Los Angeles is earthquake country, plus a total loss of the home information resources is possible from fire. While we occasionally put a backup disc in our bank's safe deposit box, security of the box is not exactly absolute, particularly in an earthquake. We also have a fireproof box, which is believed to be fairly effective but which cannot be tested. An offsite backup server would give us a lot of peace of mind.
Ben may have partially agreed to let an offsite backup server onto his net.
Capacity requirements are modest, no more than 5Gb.
The backup procedure should happen automatically without manual intervention at either end.
Modern standards of security must be adhered to.

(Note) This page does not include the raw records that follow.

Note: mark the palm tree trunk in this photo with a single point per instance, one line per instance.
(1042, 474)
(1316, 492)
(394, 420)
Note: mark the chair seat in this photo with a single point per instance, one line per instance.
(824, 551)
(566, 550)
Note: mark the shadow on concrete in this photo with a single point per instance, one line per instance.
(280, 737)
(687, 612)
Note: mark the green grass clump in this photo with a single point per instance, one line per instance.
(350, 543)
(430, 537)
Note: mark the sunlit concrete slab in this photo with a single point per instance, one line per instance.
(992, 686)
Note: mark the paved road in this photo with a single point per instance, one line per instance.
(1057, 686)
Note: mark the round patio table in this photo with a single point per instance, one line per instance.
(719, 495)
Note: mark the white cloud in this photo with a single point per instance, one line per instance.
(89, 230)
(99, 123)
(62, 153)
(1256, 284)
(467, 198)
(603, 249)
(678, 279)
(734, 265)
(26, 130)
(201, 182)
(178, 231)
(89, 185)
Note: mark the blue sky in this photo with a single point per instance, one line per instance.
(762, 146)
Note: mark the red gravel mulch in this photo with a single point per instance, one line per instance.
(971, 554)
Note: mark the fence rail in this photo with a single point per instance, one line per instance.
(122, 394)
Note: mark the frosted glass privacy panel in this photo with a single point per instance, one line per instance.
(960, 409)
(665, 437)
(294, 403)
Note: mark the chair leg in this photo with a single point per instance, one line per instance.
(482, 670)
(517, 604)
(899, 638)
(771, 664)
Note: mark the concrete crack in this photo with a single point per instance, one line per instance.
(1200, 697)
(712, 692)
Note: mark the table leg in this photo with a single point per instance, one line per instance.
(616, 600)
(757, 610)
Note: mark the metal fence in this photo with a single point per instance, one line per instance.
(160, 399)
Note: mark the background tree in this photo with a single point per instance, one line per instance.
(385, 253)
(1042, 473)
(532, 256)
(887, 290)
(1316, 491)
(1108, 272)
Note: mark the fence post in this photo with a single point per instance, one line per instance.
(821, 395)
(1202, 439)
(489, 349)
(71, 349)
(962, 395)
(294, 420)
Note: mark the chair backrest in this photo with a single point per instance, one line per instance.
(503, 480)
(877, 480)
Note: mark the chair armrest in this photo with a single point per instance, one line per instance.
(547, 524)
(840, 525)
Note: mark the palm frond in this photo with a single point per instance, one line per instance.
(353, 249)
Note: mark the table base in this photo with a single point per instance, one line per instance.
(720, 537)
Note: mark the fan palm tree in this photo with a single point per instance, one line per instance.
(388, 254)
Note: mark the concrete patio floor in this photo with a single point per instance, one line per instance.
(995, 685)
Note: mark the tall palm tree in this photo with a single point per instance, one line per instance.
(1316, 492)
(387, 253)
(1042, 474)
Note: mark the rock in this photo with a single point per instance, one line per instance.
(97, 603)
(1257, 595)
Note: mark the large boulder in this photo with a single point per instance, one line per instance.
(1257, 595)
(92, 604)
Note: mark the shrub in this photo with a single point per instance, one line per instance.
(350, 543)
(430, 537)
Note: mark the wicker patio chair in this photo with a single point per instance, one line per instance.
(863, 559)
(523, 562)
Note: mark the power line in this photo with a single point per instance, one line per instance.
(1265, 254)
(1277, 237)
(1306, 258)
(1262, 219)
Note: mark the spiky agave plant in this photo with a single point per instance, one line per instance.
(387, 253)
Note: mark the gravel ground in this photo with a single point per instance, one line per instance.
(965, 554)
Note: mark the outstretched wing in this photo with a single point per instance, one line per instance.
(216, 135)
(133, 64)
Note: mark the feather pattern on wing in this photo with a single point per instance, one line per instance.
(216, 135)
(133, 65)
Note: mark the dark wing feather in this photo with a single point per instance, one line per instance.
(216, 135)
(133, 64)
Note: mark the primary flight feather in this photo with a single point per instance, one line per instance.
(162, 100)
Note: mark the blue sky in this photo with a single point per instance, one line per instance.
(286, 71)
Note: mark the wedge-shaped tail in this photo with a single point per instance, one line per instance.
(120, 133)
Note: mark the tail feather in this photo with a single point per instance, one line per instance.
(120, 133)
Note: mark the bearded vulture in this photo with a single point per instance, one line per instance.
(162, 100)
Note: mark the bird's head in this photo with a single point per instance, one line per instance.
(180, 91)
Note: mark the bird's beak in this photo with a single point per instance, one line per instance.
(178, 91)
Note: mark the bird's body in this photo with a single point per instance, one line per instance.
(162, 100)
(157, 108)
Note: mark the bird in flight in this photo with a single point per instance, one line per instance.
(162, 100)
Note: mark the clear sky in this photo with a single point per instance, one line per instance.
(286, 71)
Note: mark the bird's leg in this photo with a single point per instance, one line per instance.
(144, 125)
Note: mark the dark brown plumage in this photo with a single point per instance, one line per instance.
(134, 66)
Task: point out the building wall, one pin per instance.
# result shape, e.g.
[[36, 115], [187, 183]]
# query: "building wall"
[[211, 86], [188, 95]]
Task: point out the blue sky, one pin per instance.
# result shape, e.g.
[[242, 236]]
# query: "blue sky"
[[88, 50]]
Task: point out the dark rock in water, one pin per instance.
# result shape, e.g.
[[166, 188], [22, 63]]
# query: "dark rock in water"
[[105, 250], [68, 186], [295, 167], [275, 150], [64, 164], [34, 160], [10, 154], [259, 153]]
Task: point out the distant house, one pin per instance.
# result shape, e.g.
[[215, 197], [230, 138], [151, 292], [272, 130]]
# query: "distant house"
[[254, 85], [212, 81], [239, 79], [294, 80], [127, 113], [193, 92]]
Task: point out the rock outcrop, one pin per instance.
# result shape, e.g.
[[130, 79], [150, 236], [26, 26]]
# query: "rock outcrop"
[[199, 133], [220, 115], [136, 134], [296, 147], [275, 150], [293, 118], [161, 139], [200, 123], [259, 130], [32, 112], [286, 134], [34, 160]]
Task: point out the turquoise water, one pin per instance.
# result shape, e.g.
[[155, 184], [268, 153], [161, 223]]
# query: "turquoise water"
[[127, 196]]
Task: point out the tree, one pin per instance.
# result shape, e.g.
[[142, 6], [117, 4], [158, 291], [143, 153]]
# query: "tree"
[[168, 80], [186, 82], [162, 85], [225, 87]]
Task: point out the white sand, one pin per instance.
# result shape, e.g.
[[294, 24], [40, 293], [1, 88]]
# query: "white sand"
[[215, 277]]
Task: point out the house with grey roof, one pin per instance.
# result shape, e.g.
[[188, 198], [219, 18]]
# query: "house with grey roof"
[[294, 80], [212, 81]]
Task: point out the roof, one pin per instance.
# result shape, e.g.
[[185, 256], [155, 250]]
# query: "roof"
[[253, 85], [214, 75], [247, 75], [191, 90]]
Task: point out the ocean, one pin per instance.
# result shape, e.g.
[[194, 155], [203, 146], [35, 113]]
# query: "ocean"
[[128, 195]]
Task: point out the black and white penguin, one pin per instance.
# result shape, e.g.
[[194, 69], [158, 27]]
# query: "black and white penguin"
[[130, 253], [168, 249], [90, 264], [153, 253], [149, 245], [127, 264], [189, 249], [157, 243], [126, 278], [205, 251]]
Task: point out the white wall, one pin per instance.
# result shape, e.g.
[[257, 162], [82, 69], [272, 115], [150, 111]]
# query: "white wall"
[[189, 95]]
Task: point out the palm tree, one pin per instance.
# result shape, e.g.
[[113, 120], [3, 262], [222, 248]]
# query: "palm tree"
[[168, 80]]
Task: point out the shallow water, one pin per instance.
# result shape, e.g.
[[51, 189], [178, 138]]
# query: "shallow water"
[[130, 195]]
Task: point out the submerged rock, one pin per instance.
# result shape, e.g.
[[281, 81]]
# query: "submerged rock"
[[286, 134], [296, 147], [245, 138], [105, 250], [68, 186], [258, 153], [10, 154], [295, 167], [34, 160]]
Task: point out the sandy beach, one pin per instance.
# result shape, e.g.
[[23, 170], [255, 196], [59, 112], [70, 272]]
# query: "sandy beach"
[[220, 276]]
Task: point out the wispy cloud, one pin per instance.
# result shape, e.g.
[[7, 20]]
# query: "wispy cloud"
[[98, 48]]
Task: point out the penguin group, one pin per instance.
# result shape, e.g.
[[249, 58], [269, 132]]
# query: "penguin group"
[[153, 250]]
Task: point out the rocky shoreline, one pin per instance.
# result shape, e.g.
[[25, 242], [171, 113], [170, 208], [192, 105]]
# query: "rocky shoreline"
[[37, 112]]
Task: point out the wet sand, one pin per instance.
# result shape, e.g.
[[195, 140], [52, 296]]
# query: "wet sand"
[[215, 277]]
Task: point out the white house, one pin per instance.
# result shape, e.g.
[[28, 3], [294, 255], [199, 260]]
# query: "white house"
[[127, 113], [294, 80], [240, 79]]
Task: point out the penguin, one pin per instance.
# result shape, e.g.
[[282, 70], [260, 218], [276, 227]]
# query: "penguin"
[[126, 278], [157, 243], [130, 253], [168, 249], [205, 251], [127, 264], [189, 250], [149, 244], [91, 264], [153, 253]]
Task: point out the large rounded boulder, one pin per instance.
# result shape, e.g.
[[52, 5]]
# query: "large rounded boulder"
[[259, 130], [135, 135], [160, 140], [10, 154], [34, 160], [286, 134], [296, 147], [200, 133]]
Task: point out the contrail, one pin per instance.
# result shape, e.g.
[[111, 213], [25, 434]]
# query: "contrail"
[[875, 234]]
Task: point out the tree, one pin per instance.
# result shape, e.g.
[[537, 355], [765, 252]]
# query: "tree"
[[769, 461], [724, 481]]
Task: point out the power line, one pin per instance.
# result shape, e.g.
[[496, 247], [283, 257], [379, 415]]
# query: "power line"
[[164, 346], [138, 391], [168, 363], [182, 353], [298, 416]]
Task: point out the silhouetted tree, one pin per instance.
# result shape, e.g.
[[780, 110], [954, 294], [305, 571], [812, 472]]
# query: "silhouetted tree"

The server has to be small, unobtrusive and autonomous. Only very rare interventions needed from Ben, e.g. if he rewires the house.
It should not be a bandwidth pig.
It does not have to be accessible 24/7; scheduled wakeups are enough. But it has to be reliable, and self-healing after disruptions such as power failures.
Software maintenance has to be feasible from our end.
While the operating system is not an actual requirement, jimc has the expertise to do more with Linux, specfically OpenSuSE.
Possiblity #1: Ben's NAS box can act as a rsync server. Issues:
Possibility #2: On Ben's Windows machine he runs a rsync client to my host in L.A. (having a rsync server), and deposits the payload on his NAS box via SMB mounted on the client host, which is his normal mode of operation. Issues:
Possibility #3: I provide a box with Linux. Issues:
Possibility #3A: Ben would not do port forwarding, and the Linux box would initiate a VPN connection to L.A. IKE (IPSec) in general, and StrongSwan in particular, can re-initiate the VPN if it goes down, e.g. if the wild-side IP address changes or if the machine sleeps longer than the keepalive interval. This would be great except for an operating system upgrade, which if done remotely absolutely requires the master host to originate a SSH connection to the installer running on the target being upgraded.
Unless Ben thinks of something spectacular with Windows, it looks like the Linux box is the cleanest solution.
Ben needs to register his wild-side IP. Current plan: to give him ben.jfcarter.net through Dyn.com. His router is willing to register with www.dyndns.org (variants: custom, free, static). Requires the "A" record name, account name, and password. I'm to set this up and send him the info. This can be tested ahead of time.
Proposed hardware: CompuLab Fit-PC3 Basic
. $379, sold by
Compulab and fulfilled by Amazon. Specifications:
A better choice probably is the CompuLab Fit-PC3 LP Barebone, $275 sold by Compulab and fulfilled by Amazon. Specifications: Similar to above.
If getting the Fit-PC3 LP I'll need to get memory and a disc. I would get the same ones I have in Diamond (from Amazon). Actually, the current versions of the products.
giving SSD-like performancewith favorable access patterns. The 7200 RPM non-hybrid drive for Diamond is discontinued.
So the total price tag would be $401.
The SSH protocol can use a variety of crypto algorithms at each step. Currently with up-to-date versions at both ends, the initial key is synced by Elliptic Curve Diffie-Hellman key exchange. This is then used in the AES128-CTR algo with HMAC-MD5-ETM integrity checking. For mutual authentication the server has a ECDSA private key and the client has a saved copy of the certificate, and this particular client user has a RSA private key (2048 bits) for which the server has the certificate, or GSSAPI (Kerberos) can be used.
Here is the scenario for setting up and using this backup machine.
Soon, Ben would set up his router to register his wild-side IP address with Dyn.com (www.dyndns.org). He would also make sure that his CouchNet login and password are still functional. He would use these to get onto the backup machine.
At home I would set up the machine with OpenSuSE-13.1 and configure everything. Procedures would be tested locally.
The machine would be included in weekly software updates and backups. Access would be identical to a local machine, using the general SSH credential.
Ben would take the machine home after Christmas and park it on the shelf of his router closet.
The machine would sleep most of the time. It would wake at 09:00 daily and do housekeeping, then at about 09:10 Diamond would originate a connection to it using SSH with restricted execution, and would send via rsync the backup directory and the basic document cache.
The majority of these files do not change except in distro upgrades. Syncing them takes almost zero time. If a file did change, rsync has an efficient algorithm to identify regions of the file that aren't changed, and to not send them on the wire.
If I need to retrieve files I would use rsync, with my general SSH credential, and similarly if I need to do software maintenance.